I have a 240L (aprox 64 US Gallon) aquarium which came with 2 x T8 40w tubes. I have also added 2 x T5 39w tubes.

The aquarium measures - W120xD40xH70cm (47.25×15.75×27.5″).

Do I have enough light and does the mix between T5 and T8 matter, or do I just count the total wattage ( 158w) ?

I also have pressurized co2.

I have had a look at the sticky (Proper Wattage for Aquariums) at the top of the forum but my aquarium size doesn’t match any sizes in the table provided. 

Thanks,


----------



## Newt (Apr 1, 2004)

Watts is an *input* of energy to your lights and it really doesnt equate to light output or the quality of light needed by plants. When bulbs were all tungsten inert incandescent bulbs the watts/light output was fairly consistant from manufacturer to manufacturer. When the T12 fluorescent bulbs came out people in the hobby developed the WPG Rule which worked OK within the guidelines set up around it. Once T10, T8, CFs, T5 and T5HO came out the WPG Rule doesnt work. Values we need in the hobby for lighting is rarely, if ever, published.

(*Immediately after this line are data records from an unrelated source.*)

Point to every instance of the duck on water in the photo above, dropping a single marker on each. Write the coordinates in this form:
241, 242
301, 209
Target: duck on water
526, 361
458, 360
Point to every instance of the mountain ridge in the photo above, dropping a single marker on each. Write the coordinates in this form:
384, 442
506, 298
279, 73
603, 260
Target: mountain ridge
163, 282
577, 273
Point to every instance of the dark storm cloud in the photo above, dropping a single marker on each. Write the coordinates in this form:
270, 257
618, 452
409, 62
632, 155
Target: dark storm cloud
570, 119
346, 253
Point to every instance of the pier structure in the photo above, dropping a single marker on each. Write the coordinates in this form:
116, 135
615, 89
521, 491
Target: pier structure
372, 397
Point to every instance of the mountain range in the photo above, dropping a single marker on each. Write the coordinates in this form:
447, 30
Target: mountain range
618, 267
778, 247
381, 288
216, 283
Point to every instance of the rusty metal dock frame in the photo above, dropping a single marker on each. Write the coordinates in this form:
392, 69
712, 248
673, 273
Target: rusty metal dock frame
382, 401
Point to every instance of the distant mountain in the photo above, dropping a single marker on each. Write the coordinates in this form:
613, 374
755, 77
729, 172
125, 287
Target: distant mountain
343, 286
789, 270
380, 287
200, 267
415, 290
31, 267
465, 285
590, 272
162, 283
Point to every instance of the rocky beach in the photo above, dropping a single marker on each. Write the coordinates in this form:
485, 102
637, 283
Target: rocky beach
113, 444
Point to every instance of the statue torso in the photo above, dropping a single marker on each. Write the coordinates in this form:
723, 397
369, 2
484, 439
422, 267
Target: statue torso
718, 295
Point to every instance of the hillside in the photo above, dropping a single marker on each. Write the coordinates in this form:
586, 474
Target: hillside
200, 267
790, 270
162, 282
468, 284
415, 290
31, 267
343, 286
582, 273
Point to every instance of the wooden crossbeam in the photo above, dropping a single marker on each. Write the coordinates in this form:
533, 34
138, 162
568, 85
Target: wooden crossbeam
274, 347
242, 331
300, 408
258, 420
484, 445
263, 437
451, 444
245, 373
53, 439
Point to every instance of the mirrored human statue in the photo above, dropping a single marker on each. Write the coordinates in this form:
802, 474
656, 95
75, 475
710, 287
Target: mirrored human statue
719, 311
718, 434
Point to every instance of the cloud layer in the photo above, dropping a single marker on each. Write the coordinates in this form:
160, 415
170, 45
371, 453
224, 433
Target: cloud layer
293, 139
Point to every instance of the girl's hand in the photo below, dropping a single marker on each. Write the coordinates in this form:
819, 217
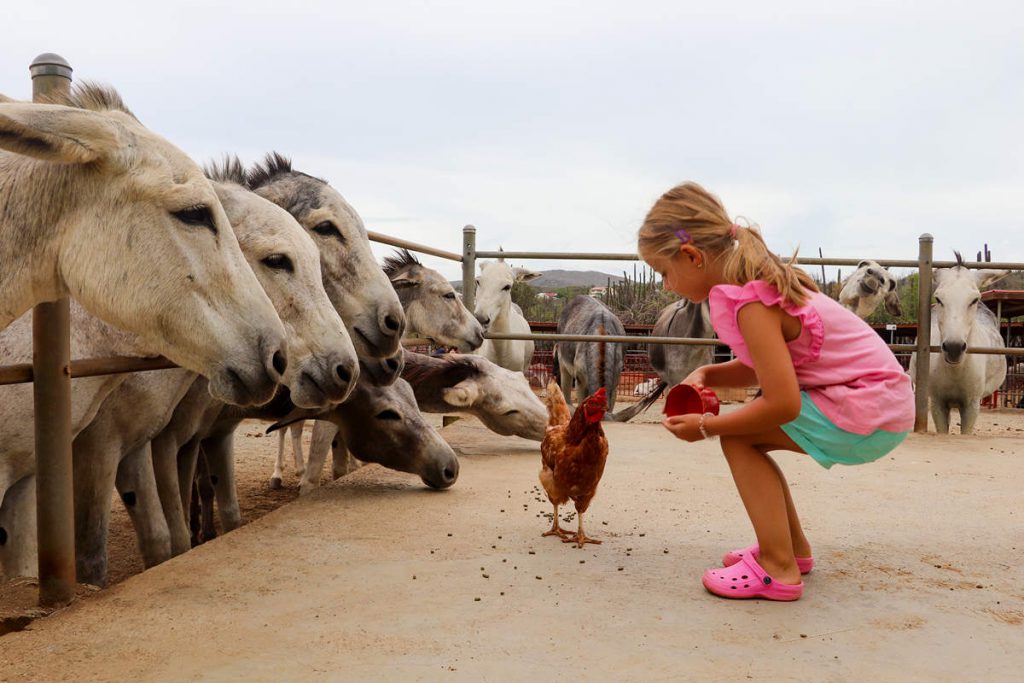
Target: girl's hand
684, 427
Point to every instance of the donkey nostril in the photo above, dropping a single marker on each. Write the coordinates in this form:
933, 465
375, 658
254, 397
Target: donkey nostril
343, 374
279, 361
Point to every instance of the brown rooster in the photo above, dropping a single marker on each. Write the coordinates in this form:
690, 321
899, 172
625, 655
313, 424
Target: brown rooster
572, 457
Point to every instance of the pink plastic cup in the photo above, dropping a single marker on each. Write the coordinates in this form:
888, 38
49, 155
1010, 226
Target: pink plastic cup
686, 398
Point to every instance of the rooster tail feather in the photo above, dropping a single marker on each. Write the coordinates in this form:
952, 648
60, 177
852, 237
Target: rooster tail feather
558, 411
636, 409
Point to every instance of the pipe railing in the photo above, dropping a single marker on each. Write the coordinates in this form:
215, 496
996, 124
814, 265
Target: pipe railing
52, 369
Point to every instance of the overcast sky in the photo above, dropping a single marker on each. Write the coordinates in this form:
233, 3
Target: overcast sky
550, 125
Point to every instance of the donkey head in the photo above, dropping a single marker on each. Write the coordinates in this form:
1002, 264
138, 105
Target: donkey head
138, 237
494, 290
868, 286
957, 295
355, 284
322, 363
432, 307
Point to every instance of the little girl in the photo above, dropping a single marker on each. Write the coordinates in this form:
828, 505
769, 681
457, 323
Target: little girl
829, 386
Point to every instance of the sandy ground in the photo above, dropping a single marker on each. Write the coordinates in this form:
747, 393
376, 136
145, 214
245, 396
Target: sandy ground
376, 578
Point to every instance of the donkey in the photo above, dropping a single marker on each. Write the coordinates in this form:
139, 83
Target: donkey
322, 371
674, 363
382, 425
867, 287
356, 286
502, 399
89, 337
497, 313
432, 308
87, 181
958, 379
590, 365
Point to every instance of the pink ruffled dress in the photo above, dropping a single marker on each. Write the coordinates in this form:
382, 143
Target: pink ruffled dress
841, 363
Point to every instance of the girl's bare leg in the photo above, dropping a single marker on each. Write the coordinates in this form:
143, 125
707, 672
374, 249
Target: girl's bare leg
764, 493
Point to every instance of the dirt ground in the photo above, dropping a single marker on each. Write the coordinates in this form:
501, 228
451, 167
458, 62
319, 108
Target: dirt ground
376, 578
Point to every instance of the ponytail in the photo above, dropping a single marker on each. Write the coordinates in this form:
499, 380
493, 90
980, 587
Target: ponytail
689, 214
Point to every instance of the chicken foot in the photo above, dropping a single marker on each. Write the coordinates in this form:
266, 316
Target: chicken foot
579, 538
556, 529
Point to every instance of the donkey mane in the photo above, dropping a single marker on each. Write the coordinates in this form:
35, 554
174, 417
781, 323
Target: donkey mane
444, 372
273, 167
92, 96
229, 169
401, 260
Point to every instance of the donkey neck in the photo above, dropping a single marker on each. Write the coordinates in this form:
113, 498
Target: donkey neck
36, 199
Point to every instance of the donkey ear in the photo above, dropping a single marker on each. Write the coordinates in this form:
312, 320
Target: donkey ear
524, 275
404, 280
55, 133
987, 278
463, 394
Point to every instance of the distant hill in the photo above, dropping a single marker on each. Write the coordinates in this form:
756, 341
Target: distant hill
553, 280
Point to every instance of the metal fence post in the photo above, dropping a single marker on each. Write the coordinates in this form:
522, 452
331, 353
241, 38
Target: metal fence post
51, 391
469, 266
924, 359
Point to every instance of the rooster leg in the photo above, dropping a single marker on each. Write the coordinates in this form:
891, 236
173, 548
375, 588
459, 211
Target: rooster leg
555, 528
580, 538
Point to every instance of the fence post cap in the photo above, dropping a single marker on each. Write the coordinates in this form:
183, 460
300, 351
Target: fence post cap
49, 63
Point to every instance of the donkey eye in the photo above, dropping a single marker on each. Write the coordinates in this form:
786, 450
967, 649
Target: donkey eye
329, 229
279, 262
197, 215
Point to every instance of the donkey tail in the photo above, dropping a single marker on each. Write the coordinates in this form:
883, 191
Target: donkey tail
636, 409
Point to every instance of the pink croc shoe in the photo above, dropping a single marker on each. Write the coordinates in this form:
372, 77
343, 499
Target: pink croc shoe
805, 564
747, 579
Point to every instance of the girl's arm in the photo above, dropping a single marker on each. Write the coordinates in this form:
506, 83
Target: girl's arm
731, 374
762, 330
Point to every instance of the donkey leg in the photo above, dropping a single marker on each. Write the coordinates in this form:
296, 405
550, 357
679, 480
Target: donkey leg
279, 467
940, 416
202, 501
296, 431
969, 415
165, 465
17, 530
94, 468
324, 434
136, 484
219, 452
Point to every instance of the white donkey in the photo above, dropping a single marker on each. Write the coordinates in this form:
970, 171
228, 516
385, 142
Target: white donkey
321, 353
958, 379
97, 207
497, 313
867, 287
432, 311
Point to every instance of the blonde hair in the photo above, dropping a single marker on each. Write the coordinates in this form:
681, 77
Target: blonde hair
689, 214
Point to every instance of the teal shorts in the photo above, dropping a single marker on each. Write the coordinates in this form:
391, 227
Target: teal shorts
828, 444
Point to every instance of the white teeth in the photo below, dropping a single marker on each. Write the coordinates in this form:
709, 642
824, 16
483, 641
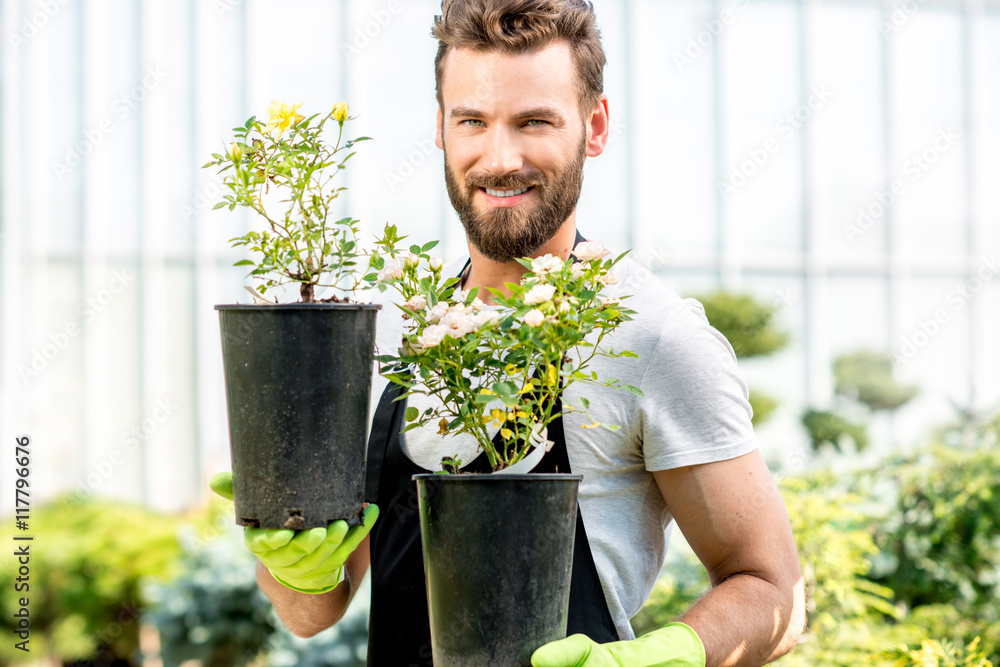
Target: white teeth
505, 193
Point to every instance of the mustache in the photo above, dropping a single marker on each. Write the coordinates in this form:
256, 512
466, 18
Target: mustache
508, 182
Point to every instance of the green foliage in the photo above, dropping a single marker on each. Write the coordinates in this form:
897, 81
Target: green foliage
762, 406
830, 428
677, 588
213, 612
835, 544
941, 541
504, 366
747, 325
940, 654
87, 560
343, 645
299, 243
866, 376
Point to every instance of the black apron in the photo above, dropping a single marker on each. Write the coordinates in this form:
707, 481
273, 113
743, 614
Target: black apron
399, 625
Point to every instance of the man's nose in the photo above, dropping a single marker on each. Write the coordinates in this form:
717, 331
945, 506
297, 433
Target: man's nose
503, 153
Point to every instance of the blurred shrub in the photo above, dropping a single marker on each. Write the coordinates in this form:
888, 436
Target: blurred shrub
828, 428
942, 542
681, 583
940, 654
863, 383
87, 559
343, 645
866, 377
213, 612
835, 542
749, 327
762, 406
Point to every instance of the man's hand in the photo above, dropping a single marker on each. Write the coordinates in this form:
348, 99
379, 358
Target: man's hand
308, 561
674, 645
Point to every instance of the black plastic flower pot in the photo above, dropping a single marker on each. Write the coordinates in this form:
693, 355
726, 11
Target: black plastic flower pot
298, 386
498, 555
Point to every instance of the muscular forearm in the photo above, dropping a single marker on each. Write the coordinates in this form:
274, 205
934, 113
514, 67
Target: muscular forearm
746, 621
305, 614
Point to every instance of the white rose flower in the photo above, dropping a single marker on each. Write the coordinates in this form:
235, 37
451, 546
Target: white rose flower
534, 317
439, 310
416, 302
546, 264
588, 250
539, 294
431, 337
458, 323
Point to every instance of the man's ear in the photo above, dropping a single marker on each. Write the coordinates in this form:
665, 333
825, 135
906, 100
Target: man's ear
439, 138
598, 128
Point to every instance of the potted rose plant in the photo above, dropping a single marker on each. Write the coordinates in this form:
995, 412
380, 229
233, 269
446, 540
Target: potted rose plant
498, 547
298, 375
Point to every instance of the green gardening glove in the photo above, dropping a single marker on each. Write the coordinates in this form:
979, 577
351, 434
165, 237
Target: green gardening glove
308, 561
673, 645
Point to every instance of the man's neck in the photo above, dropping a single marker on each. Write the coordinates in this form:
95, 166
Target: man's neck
484, 272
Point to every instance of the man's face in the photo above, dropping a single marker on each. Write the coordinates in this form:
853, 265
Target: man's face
514, 146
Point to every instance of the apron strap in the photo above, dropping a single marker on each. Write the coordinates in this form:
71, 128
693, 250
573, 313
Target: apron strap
378, 439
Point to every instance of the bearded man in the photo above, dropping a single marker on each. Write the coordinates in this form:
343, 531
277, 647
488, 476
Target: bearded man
521, 107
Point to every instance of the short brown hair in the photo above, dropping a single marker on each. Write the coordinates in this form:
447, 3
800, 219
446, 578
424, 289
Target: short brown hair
522, 26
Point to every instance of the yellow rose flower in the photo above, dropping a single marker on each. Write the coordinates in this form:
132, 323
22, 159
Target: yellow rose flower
340, 111
281, 116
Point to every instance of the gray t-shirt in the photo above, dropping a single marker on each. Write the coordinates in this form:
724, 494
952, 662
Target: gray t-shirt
695, 411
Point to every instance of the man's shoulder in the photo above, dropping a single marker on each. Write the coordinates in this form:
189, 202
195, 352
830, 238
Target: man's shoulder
659, 310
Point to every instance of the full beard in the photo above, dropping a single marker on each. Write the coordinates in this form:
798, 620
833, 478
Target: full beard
505, 234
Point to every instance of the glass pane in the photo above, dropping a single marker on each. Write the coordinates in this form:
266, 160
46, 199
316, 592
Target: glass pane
674, 131
847, 145
927, 136
763, 114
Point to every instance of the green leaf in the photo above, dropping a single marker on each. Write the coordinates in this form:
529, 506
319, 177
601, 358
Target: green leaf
505, 389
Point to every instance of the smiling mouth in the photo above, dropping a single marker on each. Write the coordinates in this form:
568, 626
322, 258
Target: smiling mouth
505, 193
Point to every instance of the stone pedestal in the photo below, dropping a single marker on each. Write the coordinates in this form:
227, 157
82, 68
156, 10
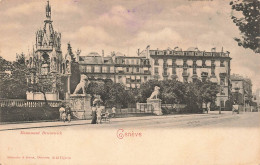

It doesnt matter if you mix tube sizes. I do. Are you sure your T8s are 40 watts? Typically a 4 ft tube is 32 watts but there are a few higher out there. Looks like your T5s are T5HO.

It would appear you have adequate light levels and will need that CO2.


----------



## ermd (Nov 23, 2010)

Thanks for the reply Newt.

You have got me double checking my tubes, the ones that came with the aquarium are

One Power-Glo Fluorescent Aquarium Tube 40W 106.68cm (42in) T8
One Aqua-Glo Fluorescent Aquarium Tube 40W 106.68cm (42in) T8

And the T5 tubes are
Plant Pro T5 Lamp Arcadia 39w 34in x 2

Regards,


----------



## ibanezfrelon (Mar 1, 2010)

the tank is pretty deep, at least put some good reflectors on the tubes


----------



## ermd (Nov 23, 2010)

I am using reflectors on all 4 tubes and they are on for 8 hours per day.


----------



## Newt (Apr 1, 2004)

ermd said:


> Thanks for the reply Newt.
> 
> You have got me double checking my tubes, the ones that came with the aquarium are
> 
> ...


Yes, the Hagen bulbs are rated at 40 watts. 
Dont know too much about the Arcadia bulbs. I think they are a European bulb.


----------